It just won’t stop. Blogger Rod 2.0 points out today that 19-year-old former Howard University student Aiyisha Hassan committed suicide late last week. She appears to be the seventh LGBT teen to make the headlines for committing suicide in the past five weeks.
Reports suggest the former HU student was struggling with her sexuality.
“She was having a lot of trouble with a lot of different things, but mainly her sexual identity and just trying to express that,” says 21-year-old Lauren Morris, a fourth-year student. Morris says she introduced Hassan to Howard’s LGBT student group, and both attended meetings.
There are few details on Aiyisha Hassan’s suicide.
I read this news just as I returned from taping a conversation for NPR’s Tell Me More on the recent torrent of awful news about LGBT youth. We talked about the previously reported suicides, some of which were the result of bullying. We talked about the group of young men in the Bronx who are charged with sadistically torturing two teens and a man the gang believed the teens to have dated. We talked about New York’s GOP gubernatorial candidate Carl Paladino’s hateful rant about “brainwashing” young people to be gay. In each of these ugly stories, one thing struck me most: We are all responsible for standing up and stopping this madness.
How many times did Rutgers student Tyler Clementi hear friends, fellow students, even adults hurl anti-gay slurs like “that’s so gay” and “stop being a fag” without hearing a challenge to them? How often did Aiyisha Hassan hear that she was loved for being a lesbian, not just tolerated? What unspoken shame lurks inside those Bronx boys that would allow them to rape another human being with a plunger? How many grotesque caricatures of manhood were they fed, unchallenged, before they came to believe such behavior is masculine? How often do jerks like Paladino spout off around a dinner table or a water cooler or a locker room without somebody saying, hey, that’s not right?
Justice is a big concept, often far too grand to wrap our individual heads around. And there are many, many difficult things we must do as a society to achieve justice for LGBT youth, particularly in places like the Bronx. But justice is also simple. It’s loving others as you would want to be loved, and the rest follows from there. A society truly built on this principle could not help but be just. And the first step in that direction is that all of us who believe in it must have the courage to stand up and act accordingly.
Howard University’s newspaper, the Hilltop, describes how Aiyisha Hassan’s death became a campus vigil where students began to share their own struggles with isolation, shame and fear. It’s a heartening addendum to this awful string of news:
Melech Thomas, senior communication and culture major, organized the impromptu vigil.
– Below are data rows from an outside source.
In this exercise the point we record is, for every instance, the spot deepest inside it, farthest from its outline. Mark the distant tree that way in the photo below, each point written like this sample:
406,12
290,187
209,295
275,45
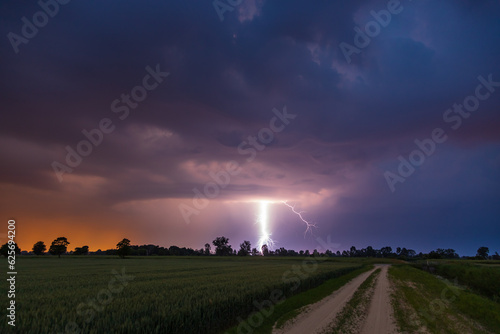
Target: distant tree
482,252
59,246
450,253
39,248
245,248
386,251
81,250
123,248
4,250
370,252
222,246
265,250
353,252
He was in front of Douglass Hall around 1 p.m. Wednesday when he saw a young woman crying. He gave her a hug and asked what was wrong. The member of Misses at Meridian Outreach Society, an organization Hassan helped to establish, was crying because she found out about Hassan’s death.
Thomas immediately spread the word through Twitter, asking students to meet at the flagpole for prayer.
“Desperate times call for desperate measures,” he said at the start of the vigil.
Singular acts won’t end homophobia in our communities. But change has to start somewhere. Why not with each of us refusing to accept bigotry in any form, anywhere we see it? You never know what struggling young person may make it one more day because you had the courage to stand up for love.